When many people think of cryptocurrency, they think of Bitcoin and its headline-grabbing price swings. They might also think of using crypto to send or receive electronic payments, similar to other services like PayPal.
Many people are still unaware of the vigorous pace of innovation in the crypto space. The world of cryptocurrency has moved far beyond digital payment systems or stores of value.
In this article, we’ll explore some of the common use cases for cryptocurrency and where it’s heading in the future.
The unknown creator of Bitcoin, Satoshi Nakomoto, released a whitepaper in 2008 that outlined a vision for a new financial system – free from centralized governance. It would enable people to conduct direct, peer-to-peer transactions with anyone in the world.
It proved to be a revolutionary idea and spawned a thriving industry dedicated to the advancement of cryptocurrency. Every day, new projects are being developed that demonstrate cryptocurrency's increasing relevance to our lives. Crypto has evolved beyond digital cash to include the use cases listed below
Using crypto to pay for something online is still one of its most common uses. Cryptocurrency’s inherent characteristics make it safe to use and protect the user’s privacy.
For example, when you conduct an online transaction with crypto, your private information isn’t attached to the transaction. As a result, your data can’t be sold to advertisers, banks, or credit agencies. This reduces the risk of identity theft or personal data leaks.
Crypto is especially well suited to sending large amounts of money across borders. Suppose you wanted to send money to a relative in a foreign country using a bank or remittance provider. This process requires extensive verification, potentially large fees, and waiting for up to a week or more for processing. With crypto, your funds can be deposited directly into your relative’s account in minutes and cost minimal fees.
However, there’s still a long way to go before you can use crypto to pay for cereal at the supermarket, and an increasing proportion of cryptocurrency transactions now occur within the crypto world itself. Most native tokens on a blockchain like Ethereum have specific uses within that platform. They’re used to pay transaction fees, distribute rewards, and perform other utilities.

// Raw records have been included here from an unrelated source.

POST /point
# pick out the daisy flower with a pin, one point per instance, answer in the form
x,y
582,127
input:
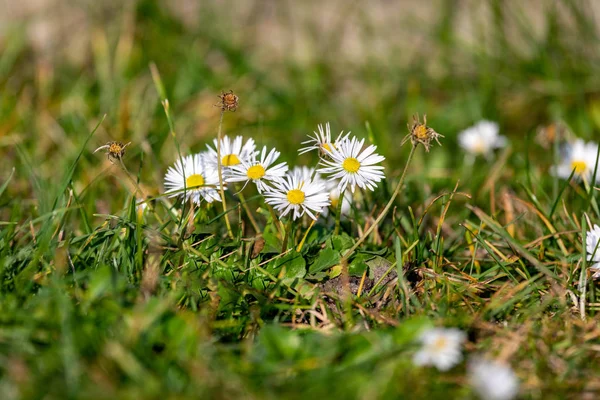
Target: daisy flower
x,y
193,178
321,141
233,152
295,193
354,166
441,347
258,171
592,242
482,138
493,380
581,157
305,173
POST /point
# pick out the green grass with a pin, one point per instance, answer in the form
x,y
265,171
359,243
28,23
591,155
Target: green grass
x,y
100,301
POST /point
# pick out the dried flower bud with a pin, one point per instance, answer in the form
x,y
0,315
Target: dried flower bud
x,y
114,150
421,133
228,101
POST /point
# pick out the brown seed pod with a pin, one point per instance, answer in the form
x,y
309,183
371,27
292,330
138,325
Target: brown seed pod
x,y
114,150
228,101
421,133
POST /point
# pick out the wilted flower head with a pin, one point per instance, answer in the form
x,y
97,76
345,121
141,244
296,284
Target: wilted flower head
x,y
482,138
581,158
114,150
493,380
228,101
441,347
592,248
421,133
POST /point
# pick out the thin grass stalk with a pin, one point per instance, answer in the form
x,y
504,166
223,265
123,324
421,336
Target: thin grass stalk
x,y
385,210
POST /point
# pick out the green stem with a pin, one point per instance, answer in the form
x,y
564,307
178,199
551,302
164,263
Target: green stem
x,y
338,213
219,169
248,213
288,228
385,210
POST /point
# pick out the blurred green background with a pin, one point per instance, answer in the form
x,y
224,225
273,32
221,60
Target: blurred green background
x,y
105,331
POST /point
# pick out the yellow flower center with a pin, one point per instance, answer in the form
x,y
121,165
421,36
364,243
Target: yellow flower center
x,y
420,132
194,181
440,344
351,165
255,172
295,196
229,160
578,166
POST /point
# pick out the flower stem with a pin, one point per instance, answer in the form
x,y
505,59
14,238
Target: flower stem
x,y
299,248
288,228
248,213
219,169
338,213
385,210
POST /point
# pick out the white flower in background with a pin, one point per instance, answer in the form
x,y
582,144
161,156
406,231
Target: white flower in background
x,y
233,152
581,158
441,347
592,247
354,166
482,138
493,380
193,178
294,193
322,140
258,171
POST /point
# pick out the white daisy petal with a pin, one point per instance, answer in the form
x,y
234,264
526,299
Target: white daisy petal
x,y
258,171
581,158
441,348
493,380
232,152
353,167
193,178
299,193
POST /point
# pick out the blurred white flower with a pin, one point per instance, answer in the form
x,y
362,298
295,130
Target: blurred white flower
x,y
482,138
581,158
258,171
293,192
233,152
353,166
592,242
493,380
193,178
322,140
441,347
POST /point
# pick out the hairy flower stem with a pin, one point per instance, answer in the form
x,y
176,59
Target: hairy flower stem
x,y
338,213
219,169
248,212
385,210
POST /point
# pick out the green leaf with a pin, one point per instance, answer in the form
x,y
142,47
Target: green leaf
x,y
358,265
327,258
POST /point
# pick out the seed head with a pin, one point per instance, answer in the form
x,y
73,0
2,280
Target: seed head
x,y
421,133
115,150
228,101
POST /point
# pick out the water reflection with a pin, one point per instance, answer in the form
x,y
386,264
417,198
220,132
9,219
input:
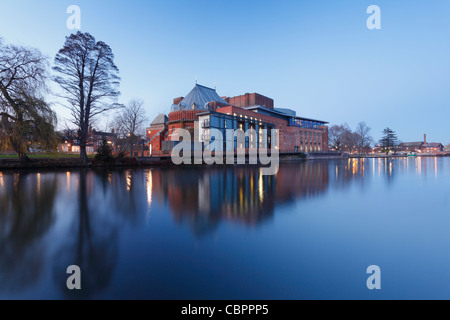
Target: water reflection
x,y
26,215
91,243
50,220
204,198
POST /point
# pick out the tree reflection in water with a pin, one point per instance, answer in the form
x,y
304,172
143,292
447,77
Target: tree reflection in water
x,y
26,214
92,243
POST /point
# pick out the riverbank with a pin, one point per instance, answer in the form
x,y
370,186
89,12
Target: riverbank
x,y
71,162
432,155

Since a central authority doesn’t govern public blockchain networks, how do participants agree on upgrades or platform developments? The answer is governance tokens. By holding these tokens, participants can vote on decisions that determine the future of a crypto project.
The idea of community governance is essential to many decentralized finance platforms. When a protocol implements this form of decision-making, it’s referred to as a decentralized autonomous organization (DAO).
To be self-sufficient, blockchain networks need to incentivize participation and pay for on-chain transactions. That’s where network fuel comes in. Just like an automobile, the network requires a power source. Users pay for the computing resources needed to power the network in the form of transaction fees.
For example, if you want to execute a smart contract on Ethereum, you’ll need to pay the associated gas fee. The fee amount depends on the size of the transaction and is paid in ETH or GWEI, the network’s native tokens.
Gold reserves no longer back fiat currency. This means centralized banks can print as much money as they want which can result in high levels of inflation.
In contrast, cryptocurrency is often seen as a hedge against inflation because many coins have built-in mechanisms restricting inflation and preserving scarcity. Bitcoin, for example, has a supply cap of 21 million BTC. Since it’s such a scarce resource and has significantly increased in value over time, many refer to it as ‘digital gold.’
Stablecoins, such as USDC or USDT, are pegged to the value of the US dollar. As a result, they can be used as a savings mechanism or used for trading across blockchains.